"Tad, dear, God has taught me a many lessons since you left home all them months ago. First there was losin' my baby, and afterwards this illness that came of a fall. But Tad, it wasn't until I began to miss my little one, that I called to mind how you and Nell and Bert had never ceased to miss your mother, and how I never so much as tried to fill her place. And it wasn't till I was laid aside, and needed to have people tender and patient with me, that I remembered I'd never been tender and patient with the poor chil'en I was stepmother to. But now, dear boy, you've come home again, and me and your father we'll both try and make it real home to you, so as it shan't never no more come into your head and heart to run away. Kiss me, Tad, and call me mother, for that's what—God helpin' me—I mean to be to you always."
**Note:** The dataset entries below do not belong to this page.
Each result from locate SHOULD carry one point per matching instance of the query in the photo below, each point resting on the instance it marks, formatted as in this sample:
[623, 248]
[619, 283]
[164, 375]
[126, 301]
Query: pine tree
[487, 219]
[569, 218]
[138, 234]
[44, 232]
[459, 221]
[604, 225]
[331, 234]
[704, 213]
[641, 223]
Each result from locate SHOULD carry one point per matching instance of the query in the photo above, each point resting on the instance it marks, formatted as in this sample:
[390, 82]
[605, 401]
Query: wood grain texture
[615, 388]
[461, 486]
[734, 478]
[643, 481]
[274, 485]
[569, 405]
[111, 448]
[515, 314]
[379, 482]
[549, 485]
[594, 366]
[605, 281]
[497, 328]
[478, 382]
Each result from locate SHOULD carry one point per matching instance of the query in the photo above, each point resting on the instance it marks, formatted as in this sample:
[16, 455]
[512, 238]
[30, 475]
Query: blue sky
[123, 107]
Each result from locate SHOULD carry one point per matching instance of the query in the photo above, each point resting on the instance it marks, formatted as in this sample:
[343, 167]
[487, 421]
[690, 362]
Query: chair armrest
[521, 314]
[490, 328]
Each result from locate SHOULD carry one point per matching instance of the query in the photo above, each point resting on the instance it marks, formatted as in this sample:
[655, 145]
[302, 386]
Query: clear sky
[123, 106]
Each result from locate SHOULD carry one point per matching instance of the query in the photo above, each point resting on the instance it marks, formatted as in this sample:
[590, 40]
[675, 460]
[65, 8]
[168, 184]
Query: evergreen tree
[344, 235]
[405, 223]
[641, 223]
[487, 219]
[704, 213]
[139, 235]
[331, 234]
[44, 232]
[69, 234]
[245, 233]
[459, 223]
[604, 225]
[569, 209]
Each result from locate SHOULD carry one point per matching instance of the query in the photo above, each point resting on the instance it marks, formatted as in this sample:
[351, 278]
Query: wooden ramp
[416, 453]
And now we can say good-bye to Tad the kidnapper, feeling quite sure that never again will he deserve this name.
How he went back to his duties at the grocer's shop, living in Mr. Scales' house all the week, and returning home for Sunday; how he gradually rose in his employer's confidence to a position of trust and of usefulness; how Phil, after a short sojourn with the Pooles, began to pine for something to do, and accepted Jeremiah Jackson's offer of a berth as cabin boy aboard the "Stormy Petrel"; how Marie, by special invitation, came every now and then to see baby Victor, (as she still called him); and how God sent her at last a little baby boy of her very own to comfort her heart; all this we need only just mention, for our story has been told to show that the getting of our own way does not always mean happiness or prosperity.
And since poor Tad Poole had learned this lesson, perhaps we who have followed him step by step in his adventurous career have learned it too.